They didn't fail because they were bad products. They fell short of true democratization because business users still needed significant tool fluency, data literacy, and sustained practice to use them well. A buyer or operations manager who opens a dashboard tool once a quarter can't stay proficient. Getting genuinely good at Tableau requires consistent use over months, not a two-day training. True self-service means no new tool to learn at all, which is what AI-powered analytics is now delivering.

What is self-service analytics and why does it matter for manufacturing?

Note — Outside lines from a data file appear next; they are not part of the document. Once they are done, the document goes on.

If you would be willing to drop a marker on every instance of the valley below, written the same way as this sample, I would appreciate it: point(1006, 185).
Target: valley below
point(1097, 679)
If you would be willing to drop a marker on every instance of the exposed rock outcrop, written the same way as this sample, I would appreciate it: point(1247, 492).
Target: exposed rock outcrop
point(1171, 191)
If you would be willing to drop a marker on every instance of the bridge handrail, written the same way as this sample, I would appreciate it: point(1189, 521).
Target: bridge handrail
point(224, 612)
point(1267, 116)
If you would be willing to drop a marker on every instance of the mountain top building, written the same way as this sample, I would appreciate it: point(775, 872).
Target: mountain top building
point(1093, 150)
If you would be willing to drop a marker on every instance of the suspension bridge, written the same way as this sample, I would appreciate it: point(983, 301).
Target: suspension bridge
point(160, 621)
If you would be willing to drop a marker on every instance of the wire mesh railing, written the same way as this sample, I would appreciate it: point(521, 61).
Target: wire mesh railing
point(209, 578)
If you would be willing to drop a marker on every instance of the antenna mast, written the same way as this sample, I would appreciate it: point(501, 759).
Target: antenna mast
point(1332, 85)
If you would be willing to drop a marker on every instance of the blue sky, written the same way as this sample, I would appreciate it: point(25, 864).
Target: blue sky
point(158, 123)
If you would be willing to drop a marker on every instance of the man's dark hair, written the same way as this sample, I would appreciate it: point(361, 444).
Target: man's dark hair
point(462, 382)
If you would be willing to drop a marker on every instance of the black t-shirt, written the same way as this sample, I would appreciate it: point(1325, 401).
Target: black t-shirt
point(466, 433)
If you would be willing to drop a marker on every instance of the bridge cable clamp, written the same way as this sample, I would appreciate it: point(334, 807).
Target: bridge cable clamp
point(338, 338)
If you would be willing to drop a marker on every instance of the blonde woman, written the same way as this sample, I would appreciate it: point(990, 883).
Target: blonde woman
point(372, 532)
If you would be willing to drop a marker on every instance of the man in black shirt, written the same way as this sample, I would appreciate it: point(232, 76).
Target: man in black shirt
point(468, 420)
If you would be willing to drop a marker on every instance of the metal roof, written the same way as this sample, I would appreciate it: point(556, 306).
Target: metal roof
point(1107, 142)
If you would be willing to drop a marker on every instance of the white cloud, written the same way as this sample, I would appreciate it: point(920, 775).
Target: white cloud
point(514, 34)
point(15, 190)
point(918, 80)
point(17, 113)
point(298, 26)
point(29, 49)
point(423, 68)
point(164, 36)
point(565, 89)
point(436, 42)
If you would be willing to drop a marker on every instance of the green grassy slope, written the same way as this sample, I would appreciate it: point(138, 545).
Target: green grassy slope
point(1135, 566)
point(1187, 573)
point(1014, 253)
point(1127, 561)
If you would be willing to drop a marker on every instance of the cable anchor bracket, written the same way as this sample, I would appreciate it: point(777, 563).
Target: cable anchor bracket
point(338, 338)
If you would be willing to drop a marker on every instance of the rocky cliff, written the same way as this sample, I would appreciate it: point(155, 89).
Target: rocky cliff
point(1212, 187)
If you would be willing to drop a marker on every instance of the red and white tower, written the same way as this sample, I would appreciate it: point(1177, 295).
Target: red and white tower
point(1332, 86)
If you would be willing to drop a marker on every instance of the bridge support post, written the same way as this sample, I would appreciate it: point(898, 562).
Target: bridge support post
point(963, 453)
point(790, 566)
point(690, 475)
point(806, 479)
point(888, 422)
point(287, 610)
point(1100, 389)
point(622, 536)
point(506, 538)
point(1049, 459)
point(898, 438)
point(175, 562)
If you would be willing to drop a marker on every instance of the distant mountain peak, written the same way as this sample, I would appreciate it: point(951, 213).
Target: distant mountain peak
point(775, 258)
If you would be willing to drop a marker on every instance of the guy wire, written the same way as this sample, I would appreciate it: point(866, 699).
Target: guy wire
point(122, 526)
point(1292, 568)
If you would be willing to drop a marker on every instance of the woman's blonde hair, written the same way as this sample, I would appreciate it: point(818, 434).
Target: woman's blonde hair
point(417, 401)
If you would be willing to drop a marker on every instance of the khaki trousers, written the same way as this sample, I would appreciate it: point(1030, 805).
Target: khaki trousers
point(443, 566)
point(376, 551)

Self-service analytics means business users can answer their own data questions without waiting on a BI analyst or IT team to build a report. For manufacturing companies this matters a lot, because the people who most need data insights, ops managers, buyers, pricing leads, and plant managers, are rarely the same people who know how to build dashboards. When those users can ask a question and get a reliable answer on the spot, decisions happen faster and with better information. AI analytics tools are making that possible in a way that drag-and-drop BI tools couldn't.

How is AI-powered analytics different from traditional self-service BI?

The fundamental difference is the interface. Traditional self-service BI replaced IT-built reports with drag-and-drop tools that users could theoretically operate themselves. The problem is that drag-and-drop is still a skill that takes real time to develop. AI-powered analytics uses natural language as the interface. Users ask questions in plain English and get answers. There is no new tool to learn, no training to stay current, and no wall to hit when the questions get more complex. The AI handles what used to require a power user.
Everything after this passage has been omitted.